Mental Health

Feminine Men More Attractive Than Previously Believed

By Christine Hsu | Update Date: Sep 23, 2014 06:14 PM EDT

Feminine-looking men are more attractive than previously believed.

New research challenges the theory that women, especially those living in poor and disease-ridden areas, are hardwired to prefer masculine male faces that indicate higher levels of testosterone production.

Lead researcher Lawrence S. Sugiyama, an anthropologist at the University of Oregon, analyzed the mate preferences of 962 adults from 12 populations living in various economic systems in 10 nations.

Researchers found that female mate preferences in market economies located in countries like United Kingdom, Canada and China are most likely to support the theory that women prefer more masculine faces.

"In large-scale societies like ours we encounter many unfamiliar people, so using appearance to infer personality traits can help cope with the overwhelming amount of social information. For instance, in all cultures tested, high testosterone faces were judged to be more aggressive, and this is useful information when encountering strangers," Sugiyama said in a university release.

"It's not the case that women have a universal preference for high testosterone faces, and it's not the case that such a preference is greater in a high-pathogen environment," Sugiyama added.

"And the opposite is also the case. Men don't uniformly appear to have a preference for more feminine faces, at least within the ranges of cultures shown in this study. In cultures tied to pastoralism, agriculture, foraging, fishing and horticulture, not so much," researchers wrote in the study.

For instance, women of rural Ecuador's Shuar population prefer men with more feminine faces.
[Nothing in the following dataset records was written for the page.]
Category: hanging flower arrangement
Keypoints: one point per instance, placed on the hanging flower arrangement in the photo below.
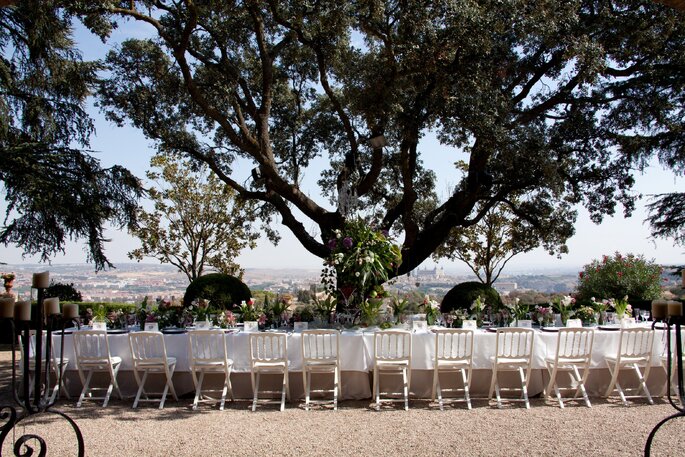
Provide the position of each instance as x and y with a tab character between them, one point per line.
361	260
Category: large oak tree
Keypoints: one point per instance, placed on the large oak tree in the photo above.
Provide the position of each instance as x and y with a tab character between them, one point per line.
557	103
54	188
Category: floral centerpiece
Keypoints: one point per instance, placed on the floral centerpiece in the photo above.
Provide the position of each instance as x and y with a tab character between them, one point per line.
399	309
250	311
456	317
478	310
622	307
544	315
361	259
600	308
586	314
432	310
564	306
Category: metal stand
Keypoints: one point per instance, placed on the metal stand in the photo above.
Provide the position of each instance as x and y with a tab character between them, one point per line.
36	401
675	322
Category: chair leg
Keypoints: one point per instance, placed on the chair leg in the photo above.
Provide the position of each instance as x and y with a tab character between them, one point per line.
284	387
376	389
141	385
614	378
306	388
256	391
438	389
467	394
223	394
643	381
198	387
406	388
524	387
336	387
86	388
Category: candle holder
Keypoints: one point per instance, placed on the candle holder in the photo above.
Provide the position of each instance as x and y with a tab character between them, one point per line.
37	401
675	322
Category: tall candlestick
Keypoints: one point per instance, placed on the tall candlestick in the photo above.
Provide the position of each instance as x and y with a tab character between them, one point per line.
51	306
7	308
22	310
659	309
41	280
70	310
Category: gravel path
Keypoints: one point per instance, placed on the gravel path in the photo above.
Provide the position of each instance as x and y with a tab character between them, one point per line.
608	428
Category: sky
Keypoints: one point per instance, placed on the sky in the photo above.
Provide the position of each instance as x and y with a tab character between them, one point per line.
127	146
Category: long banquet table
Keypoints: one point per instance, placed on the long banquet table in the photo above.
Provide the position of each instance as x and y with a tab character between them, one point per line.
356	358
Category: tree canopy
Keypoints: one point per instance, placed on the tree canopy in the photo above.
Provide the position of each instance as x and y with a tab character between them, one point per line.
556	103
197	221
54	189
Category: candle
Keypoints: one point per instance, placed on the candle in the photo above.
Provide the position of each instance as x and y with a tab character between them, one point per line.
7	308
41	280
70	310
659	309
51	306
675	308
22	310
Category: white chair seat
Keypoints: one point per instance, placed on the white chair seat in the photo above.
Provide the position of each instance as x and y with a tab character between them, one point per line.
148	353
208	355
320	349
634	349
573	354
514	349
453	353
392	352
93	355
269	355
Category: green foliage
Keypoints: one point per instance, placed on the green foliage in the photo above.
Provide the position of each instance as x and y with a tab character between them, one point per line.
619	276
222	291
54	191
65	292
198	221
463	295
361	259
554	104
487	247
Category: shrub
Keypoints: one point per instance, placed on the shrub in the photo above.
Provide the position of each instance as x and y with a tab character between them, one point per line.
65	292
221	290
462	295
618	276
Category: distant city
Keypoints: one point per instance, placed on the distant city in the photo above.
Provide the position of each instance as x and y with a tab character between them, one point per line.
131	282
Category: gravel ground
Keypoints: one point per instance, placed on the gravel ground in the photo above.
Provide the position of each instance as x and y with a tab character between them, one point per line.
608	428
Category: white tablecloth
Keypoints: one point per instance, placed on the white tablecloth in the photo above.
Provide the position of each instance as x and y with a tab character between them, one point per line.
356	357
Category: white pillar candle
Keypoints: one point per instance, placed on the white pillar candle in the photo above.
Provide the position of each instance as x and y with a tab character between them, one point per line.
22	310
70	310
7	308
41	280
51	306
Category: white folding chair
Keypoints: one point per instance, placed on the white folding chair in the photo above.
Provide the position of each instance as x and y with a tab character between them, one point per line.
149	356
453	354
269	355
514	350
573	353
57	366
320	354
92	355
392	354
634	350
208	355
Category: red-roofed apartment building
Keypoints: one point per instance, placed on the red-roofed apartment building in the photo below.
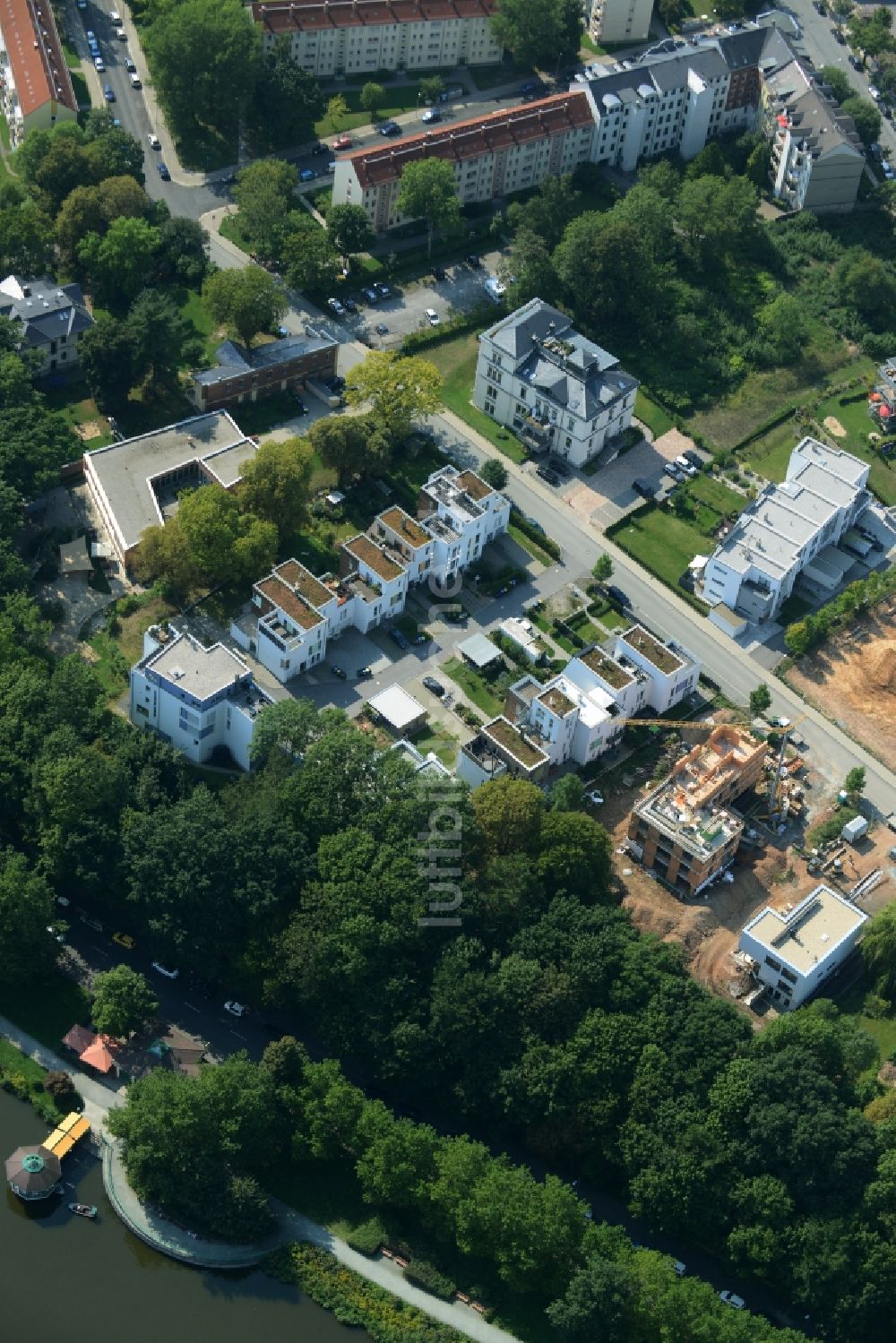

Researchers noted that the Shuar had a long history of warfare in Ecuador, and the modern population lives off of a mixed economy based on horticulture, hunting, foraging and small-scale agro-pastoralism.

In the study, Shuar women were shown culturally appropriate facial representations of potential opposite-sex mates and asked which one they would prefer.  The findings revealed that Shuar women did not like men with faces that indicated high testosterone levels.

"Shuar women preferred slightly less testosterone-looking faces," Sugiyama said, explaining this could be because Shuar women have grown tired of years of warfare and would prefer mates who would be less likely to participate and encourage their children to engage in violent behaviors.

Researchers said the study involved students and Cree populations in Canada, students and urban residents in two Chinese cities, the Tuvans in Russia, students in the United Kingdom, the Kadazan-Dusun in Malaysia, villagers in Fiji, the Miskitu in Nicaragua, the Tchimba in Namibia and the Aka in the Central African Republic.

"Performance by the different populations wasn't chance," Sugiyama added. "For each society there was a pattern. There were significant preferences in each culture. Market economies do play a part, but something more was going on.

"I think the real message of this study is that we in this field need to stop and rethink how we have been thinking about these things," he concluded. "Maybe the idea of infectious disease -- the presence of pathogens -- isn't the main driving factor. The underlying adaptations are likely to track other ecological considerations and local cultural factors that we don't have data on and may eventually be very important in understanding attractiveness."

The findings are published in the journal Proceedings of the National Academy of Sciences.